我笑著說:這傢伙剛才跟你說話的時候,眼珠子往右偏呢。
這招是美女心理醫生“陳詞”交給我的。
陳詞說人的眼睛,會表露出很多的東西,如果說話時候,眼睛不自主的往左右偏,他多半在說話。
古人說以眼識人,說的就是這個,心懷坦蕩的人,說話的時候,眼睛絕對是不偏不倚,因為不心虛。
李向博立馬盯住了李有才,喊道:螃蟹,關門……娘希匹的,在我李向博的面前耍花活?我看你是不知道死字是咋寫的!
那螃蟹帶來的幾個小馬仔,立馬圍住了朱有才。
朱有才有心計,但沒膽子,被這陣勢一嚇唬,差點尿了褲襠,他連忙說:是得罪人了,是得罪人了,尿泡兒得罪了我們包工頭?
“給老子說清楚。

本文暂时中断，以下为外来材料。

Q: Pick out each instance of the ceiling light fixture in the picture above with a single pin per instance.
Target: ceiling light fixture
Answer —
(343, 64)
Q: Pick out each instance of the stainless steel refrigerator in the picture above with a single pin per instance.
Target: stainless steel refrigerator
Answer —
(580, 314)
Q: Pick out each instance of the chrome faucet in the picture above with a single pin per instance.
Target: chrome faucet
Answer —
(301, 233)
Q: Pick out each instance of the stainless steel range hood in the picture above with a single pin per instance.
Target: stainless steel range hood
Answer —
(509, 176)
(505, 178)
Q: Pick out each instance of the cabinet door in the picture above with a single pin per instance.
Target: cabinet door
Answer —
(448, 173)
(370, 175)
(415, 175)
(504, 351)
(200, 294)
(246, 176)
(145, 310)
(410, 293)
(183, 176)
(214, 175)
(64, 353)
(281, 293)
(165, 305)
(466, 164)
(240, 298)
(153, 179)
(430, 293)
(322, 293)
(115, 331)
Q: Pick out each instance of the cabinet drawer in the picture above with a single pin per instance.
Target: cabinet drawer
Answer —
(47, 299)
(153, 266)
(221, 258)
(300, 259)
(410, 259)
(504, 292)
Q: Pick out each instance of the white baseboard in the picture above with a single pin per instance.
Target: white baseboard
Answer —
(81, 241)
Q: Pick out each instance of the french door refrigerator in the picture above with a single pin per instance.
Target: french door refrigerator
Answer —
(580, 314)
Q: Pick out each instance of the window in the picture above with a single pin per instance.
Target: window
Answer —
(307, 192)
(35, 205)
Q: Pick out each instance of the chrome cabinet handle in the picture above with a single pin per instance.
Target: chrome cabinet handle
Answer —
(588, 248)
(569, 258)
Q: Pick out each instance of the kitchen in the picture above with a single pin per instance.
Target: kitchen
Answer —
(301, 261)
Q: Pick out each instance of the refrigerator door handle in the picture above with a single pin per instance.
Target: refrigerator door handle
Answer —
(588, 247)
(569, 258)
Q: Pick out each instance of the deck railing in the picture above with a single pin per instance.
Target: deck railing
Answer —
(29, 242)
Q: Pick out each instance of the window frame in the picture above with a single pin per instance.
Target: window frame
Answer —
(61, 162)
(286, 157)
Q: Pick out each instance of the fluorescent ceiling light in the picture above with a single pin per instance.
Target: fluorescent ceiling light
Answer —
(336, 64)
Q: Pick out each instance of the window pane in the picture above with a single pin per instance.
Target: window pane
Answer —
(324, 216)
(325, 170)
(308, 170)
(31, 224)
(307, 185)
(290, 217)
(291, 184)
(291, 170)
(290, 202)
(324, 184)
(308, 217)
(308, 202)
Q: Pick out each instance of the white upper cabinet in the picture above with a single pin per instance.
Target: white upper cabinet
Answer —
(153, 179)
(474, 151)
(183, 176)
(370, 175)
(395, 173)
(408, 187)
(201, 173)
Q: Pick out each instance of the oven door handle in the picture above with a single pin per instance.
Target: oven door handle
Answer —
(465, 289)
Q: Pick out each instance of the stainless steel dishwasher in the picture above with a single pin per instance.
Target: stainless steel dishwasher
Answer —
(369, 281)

”李向博一把揪住了朱有才的耳朵,狠狠一揪,差點沒把朱有才的耳朵給撕下來。
朱有才連忙喊痛。
李向博提著一扭之後,才放下了朱有才的耳朵,說朱有才再敢說半句假話,直接切了他耳朵。
朱有才嚇得臉面發黃,一屁股癱坐在地上,講起了“尿泡兒”得罪人的事。
原來尿泡兒本來是不會得罪人,這次尿泡兒得罪包工頭,就是因為朱有才。
朱有才是尿泡兒的好哥們,前幾年尿泡兒做工的時候,就和朱有才認識了,一起做工好幾年了。
前幾個星期,朱有才他遇到了急事,家裡孩子得了很嚴重的病,需要一大筆錢,這工地呢……錢都是一年一結,而且工地拖欠民工薪水的事情,在全國,發生的機率還真是不小。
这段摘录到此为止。